Haas: Leider warten viele Unternehmen in der Krise lieber ab. Aus meiner Sicht ist das immer die falsche Strategie. Unternehmen, die Investitionen aufgeschoben haben, wurden von den Lieferkettenproblemen eingebremst. Dieser Investitionsstau ist noch immer nicht ganz aufgelöst. Für die Volkswirtschaft ist das ein Nachteil, zudem werden Investitionen deutlich teurer. TÜV Austria hat 2020 weiter investiert und 13 Unternehmen gekauft, im Vorjahr weitere zehn. Wir sind völlig gegen den Markttrend gewachsen und dürfen nun die Früchte ernten.

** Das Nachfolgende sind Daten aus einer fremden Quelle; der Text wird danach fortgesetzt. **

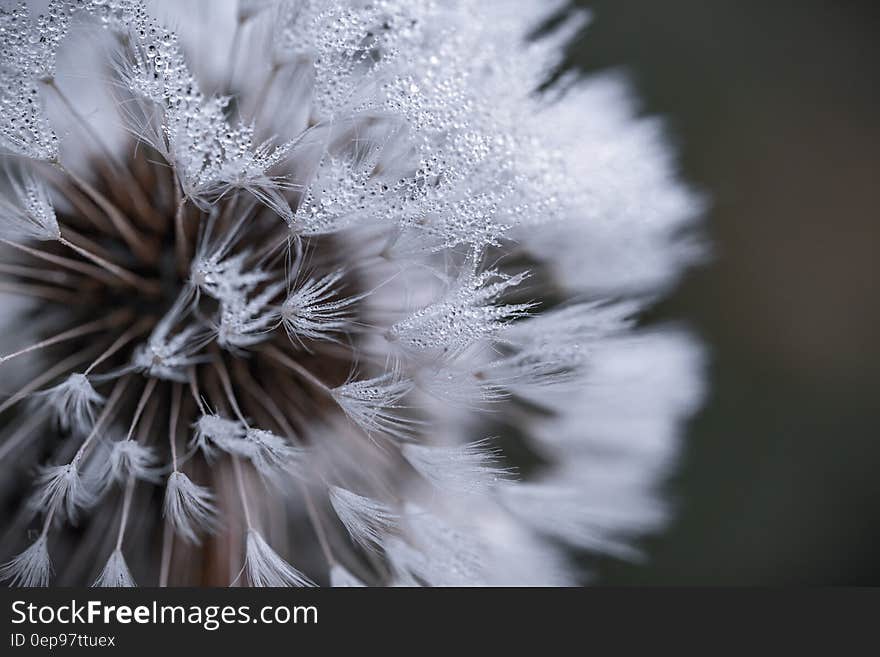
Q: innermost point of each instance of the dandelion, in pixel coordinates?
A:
(312, 264)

(+) plus: Eines der Unternehmen, die Sie gekauft haben, ist das Start-up Applied Statistics (jetzt: TÜV Austria Data Intelligence). Wie erweitert diese Übernahme Ihr Portfolio?
Haas: Daten sind das neue Gold, heißt es – aber nur wenn man sie interpretieren kann. Die Expert*innen von Applied Statistics sind spezialisiert auf die Aufbereitung, Analyse und Interpretation von Daten mittels Machine Learning und Algorithmen. Sie bringen Kompetenzen mit, die uns substanziell verstärken, während wir über das Know-how verfügen, wofür das Wissen aus diesen Daten angewandt werden kann. Beides lässt sich perfekt kombinieren, um insbesondere Industrieunternehmen Big Data Analysis für vorausschauende Wartung, Inspektion, Reparaturvorhersagen etc. anbieten zu können. Dieses Geschäft wird massiv wachsen.
(+) plus: Das Prüf- und Forschungszentrum in Wien-Inzersdorf wird erweitert. Welche zusätzlichen Angebote sind geplant?
Haas: Wir betreiben das Zentrum seit den 80er-Jahren und bauen es zu Österreichs modernsten Prüf- und Laborstandort aus. Dort befindet sich die größte Prüfhalle für elektromagnetische Verträglichkeit. Derzeit wird die größte Computertomographie-Anlage für industrielle Anwendungen errichtet – vom Mikrochip bis zu 200 kg schweren Gussteilen kann dort alles im Detail analysiert und digitalisiert werden.
Außerdem ist eine der größten Klimakammern Österreichs mit einem Wärmepumpenprüfstand geplant. Diese Technologie nimmt in der nachhaltigen Wärmeerzeugung eine Schlüsselrolle ein. Wir sehen unseren Auftrag darin, die Wirtschaft mit Prüfdienstleistungen zu unterstützen. Unsere Laborkonfiguration ist in Österreich einzigartig.
Zur Person
Stefan Haas studierte Maschinenbau an der TU Wien und verfasste als Universitätsassistent ein Lehrbuch für Thermodynamik. Nach dreijähriger Tätigkeit als Projektmanager der Christian Doppler Forschungsgesellschaft wechselte er 1997 zur Knorr Bremse GmbH. Seit 2013 ist Haas Vorsitzender der TÜV AUSTRIA Holding.
Die Unternehmensgruppe wurde 1872 gegründet und ist als international führendes Prüf-, Inspektions-, Zertifizierungs- und Weiterbildungsunternehmen mit über 2.900 Mitarbeiter*innen in 31 Ländern tätig.